Where is our usual manager of mirth?

What revels are in hand? Is there no play

To ease the anguish of a torturing hour.

Call Philostrate.

V, 1, 37.

When a marriage was celebrated in a nobleman’s family it was customary for a play, interlude or some kind of dramatic entertainment to be represented, in presence of the invited guests. This play of “A Midsummer Night’s Dream” may have been written and acted to solemnize the marriage of the Earl of Southampton to Elizabeth Vernon, or that of Edward Russell to Lucy Harrington. Noblemen, who were nominally the patrons of the different actors’ companies, often requisitioned their services at their private houses or summoned them to their country houses, to play before them on some festive occasion. The assumption that this play was acted in honour of Southampton’s marriage is the merest guess, no atom of proof being available that such was the case. Perhaps a version of the play was acted before the Court, but even this statement is pure surmise.

Flourish of Trumpets.

V, 1, 107.

The above stage direction appears only in the First Folio; it is omitted in the quartos, but retained in all modern editions. These musical honours announced the commencement of the play. In the sketch of the Swan Theatre, the trumpet is being sounded, although the action of the drama is in progress.
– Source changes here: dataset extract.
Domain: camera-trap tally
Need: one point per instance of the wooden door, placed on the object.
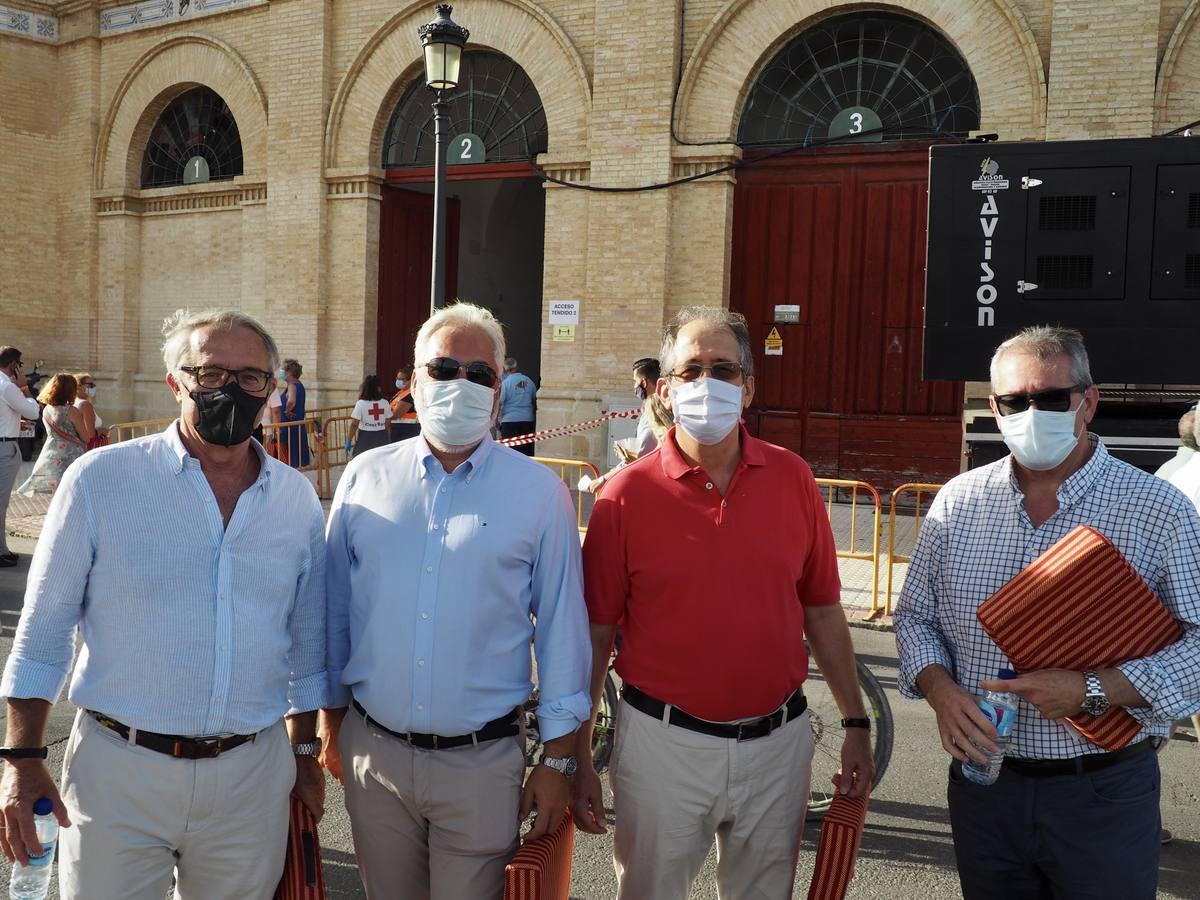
(406, 250)
(841, 234)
To account for this anomaly, we must infer that the artist drew his sketch from memory, and inadvertently overlooked this slight discrepancy. Dekker, in his Gulls Hornbook, first printed in 1609, addresses the Gallant, who is about to visit the theatre, not to present himself until the quaking prologue hath, by rubbing himself, got colour in his cheeks, and is ready to give the trumpets their cue that he’s about to enter. On the modern English stage a bell is rung to indicate the rise of the curtain. In France, three knocks on the stage announce the appearance of the actors.